Africa’s Next Asset Class: Water
By Rodrigo Manso, CEO, Mitrelli Group
Every growth story has a hidden variable – the overlooked input without which the numbers never quite add up.
For Africa, that variable is water.
At the recent African Union Summit, water and sanitation were brought to the forefront of continental strategy. Heads of state endorsed and launched the Africa Water Vision 2063 and Policy, formally linking water security to economic transformation, climate resilience, peace, and governance. The data underpinning this shift is sobering roughly half of Africans still lack access to safe water, and basic sanitation coverage remains below 50 percent. Industrial competitiveness cannot rest on that footing.
The broader context is equally clear. Overseas development assistance is constrained, trade rules are fragmenting, and multilateral consensus is thinner than it was a decade ago.
African leaders addressed it. Their answer is deeper integration – accelerating AfCFTA implementation, reinforcing regional markets, and expanding domestic financing capacity as a form of economic resilience.
But integration is only as strong as its infrastructure. And I would argue that infrastructure is only as strong as its water.
Industrial corridors without reliable bulk water cannot attract manufacturing. Agricultural transformation without irrigation is hostage to climate volatility. Urban expansion without sanitation becomes a public health and fiscal liability. In fragile contexts – from Sudan to eastern DRC – water insecurity compounds political instability and undermines corridor viability.
The financing challenge is immense. The annual gap to achieve universal water and sanitation outcomes is estimated at roughly $30 billion. In an era of constrained concessional flows, that gap requires what this year’s Summit signaled: treating water as an investable asset class – structured, revenue-backed, transparently governed, and de-risked through blended finance and public-private partnership models.
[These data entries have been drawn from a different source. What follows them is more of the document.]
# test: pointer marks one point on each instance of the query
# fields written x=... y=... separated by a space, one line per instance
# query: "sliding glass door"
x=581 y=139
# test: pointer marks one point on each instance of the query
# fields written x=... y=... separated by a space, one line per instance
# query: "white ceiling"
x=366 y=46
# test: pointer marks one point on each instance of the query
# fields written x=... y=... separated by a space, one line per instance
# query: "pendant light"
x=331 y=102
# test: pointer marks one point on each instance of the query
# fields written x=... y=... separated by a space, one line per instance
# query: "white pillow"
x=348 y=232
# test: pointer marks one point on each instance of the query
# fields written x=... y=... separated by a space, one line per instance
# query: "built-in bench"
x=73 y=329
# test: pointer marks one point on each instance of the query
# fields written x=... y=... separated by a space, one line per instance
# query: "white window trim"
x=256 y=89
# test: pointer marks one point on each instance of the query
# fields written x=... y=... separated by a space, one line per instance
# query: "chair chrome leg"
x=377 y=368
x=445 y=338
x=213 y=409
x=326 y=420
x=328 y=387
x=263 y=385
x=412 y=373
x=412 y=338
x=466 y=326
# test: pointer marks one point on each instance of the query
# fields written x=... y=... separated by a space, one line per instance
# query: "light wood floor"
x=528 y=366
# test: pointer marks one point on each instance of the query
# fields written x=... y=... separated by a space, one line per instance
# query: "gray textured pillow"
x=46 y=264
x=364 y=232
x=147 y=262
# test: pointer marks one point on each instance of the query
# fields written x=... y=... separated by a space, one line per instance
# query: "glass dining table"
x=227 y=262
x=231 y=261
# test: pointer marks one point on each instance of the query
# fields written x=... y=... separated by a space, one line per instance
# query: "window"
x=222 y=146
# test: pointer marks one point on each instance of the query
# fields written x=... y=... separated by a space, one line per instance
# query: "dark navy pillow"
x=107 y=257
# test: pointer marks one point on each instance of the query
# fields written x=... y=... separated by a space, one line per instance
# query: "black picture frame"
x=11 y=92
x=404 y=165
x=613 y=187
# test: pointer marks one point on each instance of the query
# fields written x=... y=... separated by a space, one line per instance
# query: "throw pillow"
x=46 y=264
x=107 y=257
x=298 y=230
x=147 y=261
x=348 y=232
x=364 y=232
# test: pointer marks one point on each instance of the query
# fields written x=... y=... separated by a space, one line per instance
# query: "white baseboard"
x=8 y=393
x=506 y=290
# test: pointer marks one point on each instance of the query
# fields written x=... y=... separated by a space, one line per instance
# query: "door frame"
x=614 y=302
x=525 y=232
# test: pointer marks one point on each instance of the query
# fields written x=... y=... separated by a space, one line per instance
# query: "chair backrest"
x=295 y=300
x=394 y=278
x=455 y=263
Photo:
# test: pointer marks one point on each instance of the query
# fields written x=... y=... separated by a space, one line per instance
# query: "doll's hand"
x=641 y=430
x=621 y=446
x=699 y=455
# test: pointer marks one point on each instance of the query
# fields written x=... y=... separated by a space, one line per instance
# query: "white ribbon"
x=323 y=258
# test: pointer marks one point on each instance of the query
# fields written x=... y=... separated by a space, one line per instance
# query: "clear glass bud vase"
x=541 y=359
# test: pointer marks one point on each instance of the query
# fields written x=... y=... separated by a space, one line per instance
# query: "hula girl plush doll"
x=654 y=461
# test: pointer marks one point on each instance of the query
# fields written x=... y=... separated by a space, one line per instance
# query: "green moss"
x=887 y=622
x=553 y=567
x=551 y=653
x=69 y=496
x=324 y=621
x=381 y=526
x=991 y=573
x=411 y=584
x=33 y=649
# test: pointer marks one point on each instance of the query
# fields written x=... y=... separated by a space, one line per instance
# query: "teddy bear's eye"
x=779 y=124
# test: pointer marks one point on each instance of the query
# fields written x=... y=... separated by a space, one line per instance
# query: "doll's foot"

The question is not whether this can be done, but how.
Across Africa, well-designed water platforms are demonstrating that infrastructure can scale without sacrificing discipline. At Mitrelli, we work alongside governments to implement integrated water and sanitation systems that combine engineering execution with institutional strengthening and sustained operations. From Angola to Côte d’Ivoire and beyond, our “Water for All” programs are built as enduring service frameworks – expanding coverage while also improving the financial and operational health of the utilities that manage them. The progress is measurable – and built to endure.
This year’s AU Summit crystallized a quiet but consequential shift. Water has moved from the margins of development discourse to the center of economic planning.
Africa’s integration agenda under the AfCFTA is, at its core, an exercise in building resilience against external volatility. That resilience will be secured through infrastructure – and few assets are more strategic than water.